Before we proceed to the case for the prosecution, let us revisit the glorious literary past.
Grahame Greene despatched eastward an unhappy group of misfits and loners in Stamboul Train, Agatha Christie caused a murderous bunch of revenge seekers going the other way to encounter Hercule Poirot (in Murder on the Orient Express) and here, in an extract from From Russia with Love, we find Ian Fleming's James Bond arriving at the station.
The great trains are going out all over Europe, one by one, but still, three times a week, the Orient Express thunders superbly over the 1,400 miles of glittering steel track between Istanbul and Paris.
Under the arc-lights, the long-chassied German locomotive panted quietly with the laboured breath of a dragon dying of asthma. Each heavy breath seemed certain to be the last. Then came another. Wisps of steam rose from the couplings between the carriages and died quickly in the warm August air.
The Orient Express was the only live train in the ugly, cheaply architectured burrow that is Istanbul's main station. The trains on the other lines were engineless and unattended–waiting for tomorrow. Only Track No. 3, and its platform, throbbed with the tragic poetry of departure.
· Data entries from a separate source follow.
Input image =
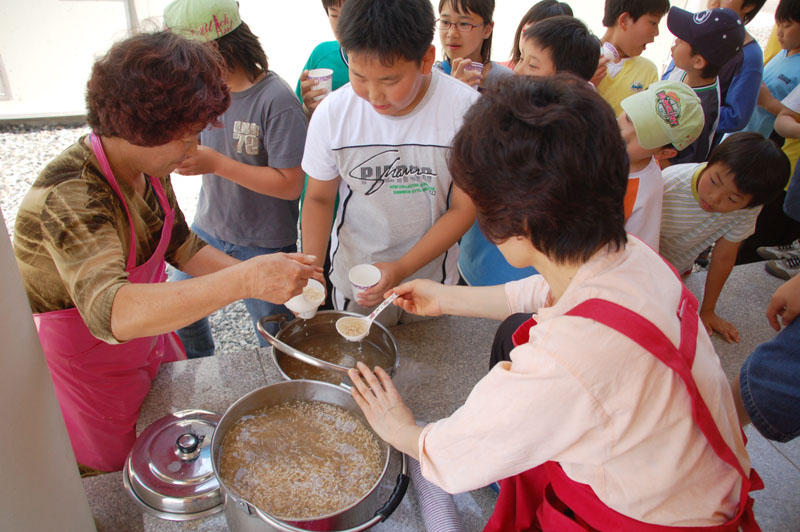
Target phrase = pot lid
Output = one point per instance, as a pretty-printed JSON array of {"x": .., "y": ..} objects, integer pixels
[{"x": 168, "y": 471}]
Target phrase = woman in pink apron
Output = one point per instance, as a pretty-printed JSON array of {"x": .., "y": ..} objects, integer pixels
[
  {"x": 93, "y": 236},
  {"x": 610, "y": 411}
]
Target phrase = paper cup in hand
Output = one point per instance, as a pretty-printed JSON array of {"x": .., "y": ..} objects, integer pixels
[
  {"x": 323, "y": 79},
  {"x": 362, "y": 277},
  {"x": 474, "y": 67},
  {"x": 305, "y": 305}
]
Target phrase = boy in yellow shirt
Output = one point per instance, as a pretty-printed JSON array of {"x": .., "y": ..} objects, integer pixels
[{"x": 631, "y": 26}]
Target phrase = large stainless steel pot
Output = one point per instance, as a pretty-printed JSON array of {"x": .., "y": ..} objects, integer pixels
[
  {"x": 323, "y": 324},
  {"x": 242, "y": 516}
]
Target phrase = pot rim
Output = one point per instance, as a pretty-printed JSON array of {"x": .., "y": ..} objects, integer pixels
[{"x": 278, "y": 344}]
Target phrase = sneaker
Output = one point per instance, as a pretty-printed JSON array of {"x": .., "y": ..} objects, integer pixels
[
  {"x": 784, "y": 268},
  {"x": 787, "y": 251}
]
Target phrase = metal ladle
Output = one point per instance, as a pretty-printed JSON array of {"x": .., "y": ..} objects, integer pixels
[{"x": 347, "y": 325}]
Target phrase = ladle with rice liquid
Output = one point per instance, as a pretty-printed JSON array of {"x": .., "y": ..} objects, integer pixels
[{"x": 356, "y": 329}]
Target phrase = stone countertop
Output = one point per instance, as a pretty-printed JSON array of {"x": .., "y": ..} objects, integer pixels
[{"x": 440, "y": 361}]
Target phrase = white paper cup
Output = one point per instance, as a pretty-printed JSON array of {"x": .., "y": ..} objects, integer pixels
[
  {"x": 323, "y": 78},
  {"x": 305, "y": 305},
  {"x": 474, "y": 67},
  {"x": 362, "y": 277}
]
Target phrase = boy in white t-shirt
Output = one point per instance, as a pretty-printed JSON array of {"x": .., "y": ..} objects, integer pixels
[
  {"x": 718, "y": 203},
  {"x": 656, "y": 124},
  {"x": 382, "y": 142}
]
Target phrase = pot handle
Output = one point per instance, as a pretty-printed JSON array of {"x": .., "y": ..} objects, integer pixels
[{"x": 381, "y": 515}]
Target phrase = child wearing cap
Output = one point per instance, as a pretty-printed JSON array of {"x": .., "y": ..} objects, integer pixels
[
  {"x": 382, "y": 142},
  {"x": 557, "y": 44},
  {"x": 704, "y": 42},
  {"x": 656, "y": 124},
  {"x": 250, "y": 166},
  {"x": 718, "y": 203},
  {"x": 631, "y": 26},
  {"x": 739, "y": 78}
]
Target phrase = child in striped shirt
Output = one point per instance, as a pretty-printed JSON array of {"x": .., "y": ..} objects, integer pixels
[{"x": 717, "y": 203}]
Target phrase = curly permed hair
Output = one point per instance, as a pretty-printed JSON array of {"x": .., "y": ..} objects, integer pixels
[
  {"x": 152, "y": 88},
  {"x": 561, "y": 190}
]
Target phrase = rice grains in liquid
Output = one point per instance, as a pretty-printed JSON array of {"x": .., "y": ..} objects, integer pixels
[{"x": 301, "y": 459}]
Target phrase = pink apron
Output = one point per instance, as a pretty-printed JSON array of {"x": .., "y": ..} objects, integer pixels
[
  {"x": 545, "y": 498},
  {"x": 100, "y": 387}
]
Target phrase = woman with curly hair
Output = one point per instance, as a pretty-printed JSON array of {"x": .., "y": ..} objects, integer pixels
[
  {"x": 94, "y": 232},
  {"x": 608, "y": 410}
]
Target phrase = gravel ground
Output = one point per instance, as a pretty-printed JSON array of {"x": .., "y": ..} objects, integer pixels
[{"x": 25, "y": 150}]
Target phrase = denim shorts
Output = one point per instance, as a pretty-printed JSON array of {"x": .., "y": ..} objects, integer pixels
[{"x": 769, "y": 382}]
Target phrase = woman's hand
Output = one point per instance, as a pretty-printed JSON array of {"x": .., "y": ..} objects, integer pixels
[
  {"x": 277, "y": 277},
  {"x": 309, "y": 93},
  {"x": 203, "y": 161},
  {"x": 384, "y": 409},
  {"x": 420, "y": 297},
  {"x": 712, "y": 323},
  {"x": 459, "y": 71}
]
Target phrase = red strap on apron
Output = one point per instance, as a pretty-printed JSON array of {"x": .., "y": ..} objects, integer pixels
[{"x": 545, "y": 498}]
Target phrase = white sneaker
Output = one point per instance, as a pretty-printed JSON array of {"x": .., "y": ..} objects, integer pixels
[
  {"x": 786, "y": 251},
  {"x": 784, "y": 268}
]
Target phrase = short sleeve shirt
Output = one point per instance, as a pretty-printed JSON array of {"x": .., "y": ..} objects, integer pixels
[
  {"x": 264, "y": 126},
  {"x": 72, "y": 237},
  {"x": 686, "y": 229},
  {"x": 636, "y": 74}
]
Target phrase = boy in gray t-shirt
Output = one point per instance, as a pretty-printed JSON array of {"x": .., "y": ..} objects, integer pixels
[{"x": 251, "y": 166}]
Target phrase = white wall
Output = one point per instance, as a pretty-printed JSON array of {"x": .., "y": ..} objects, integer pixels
[
  {"x": 48, "y": 46},
  {"x": 40, "y": 488}
]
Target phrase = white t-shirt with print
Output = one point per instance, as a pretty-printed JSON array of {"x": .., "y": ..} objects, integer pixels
[{"x": 395, "y": 182}]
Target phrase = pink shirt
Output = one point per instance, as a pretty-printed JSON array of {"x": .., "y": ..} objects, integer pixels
[{"x": 607, "y": 410}]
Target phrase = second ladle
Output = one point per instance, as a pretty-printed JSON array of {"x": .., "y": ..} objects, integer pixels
[{"x": 356, "y": 329}]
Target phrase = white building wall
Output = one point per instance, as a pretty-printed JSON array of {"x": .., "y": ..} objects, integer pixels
[{"x": 48, "y": 46}]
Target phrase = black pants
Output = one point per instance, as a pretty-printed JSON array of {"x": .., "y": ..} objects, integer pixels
[{"x": 503, "y": 343}]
The heavy bronze cipher on the side of the dark blue coach said,
`COMPAGNIE INTERNATIONALE DES WAGON-LITS ET DES GRANDS EXPRESS EUROPEENS.
Above the cipher, fitted into metal slots, was a flat iron sign that announced, in black capitals on white, ORIENT EXPRESS, and underneath, in three lines:
ISTANBUL – THESSALONIKI – BEOGRAD
VENEZIA – MILAN
LAUSANNE – PARIS
Bond finds sex and death on the train but that's just his normal working day.
For an antidote to the romance I recommend Paul Theroux's 1975 book The Great Railway Bazaar. Theroux travelled by train from London to Japan, going out on the Orient Express and back on the Trans-Siberian. He was on the Orient Express as it was declining rapidly from flagship to unwanted and unloved.
The Orient Express, once unique for its service, is now unique amongst trains for its lack of itTheroux encounters unhelpful conductors, uncaring station staff and shoulder-shrugging officials, but no glamour on this leg of his huge journey. Experienced travellers brought plenty of booze and spent most of the time drinking it for want of anything else to do.
I learn from the fascinating article about it on The Man in Seat 61 that there was no such thing as "The" Orient Express. Trains from Paris to Vienna were first called by that name, then a route using the Simplon Pass to Milan, Belgrade and Constantinople became identified with the classic route but there were variants going off to Ostend, Calais and Berlin amongst others. Greene's train was the Ostend-Istanbul, Christie invented one with Pullman cars that didn't exist, Bond took the Simplon route. In any case the last through trains to Istanbul were in 2009 and today the luxury train that still bears the name Orient Express runs merely from Venice to Paris (with a few add ons). Glamorous it may be but it is not the train of legend and it is very expensive (about £2,800) for just one night on board.
And there you have it. If you take this train you are travelling with relatively affluent tourists. You are not mixing with desperate salesmen, runaway actors, dodgy duchesses, elegant but unassuming detectives or men with a past. You will not be requested for 'papers' at several frontiers. The train will not halt in a bleak unpopulated landscape without warning for a few hours. The police will not halt it with a roadblock and proceed to search every compartment. It is just a posh train ride across Western Europe.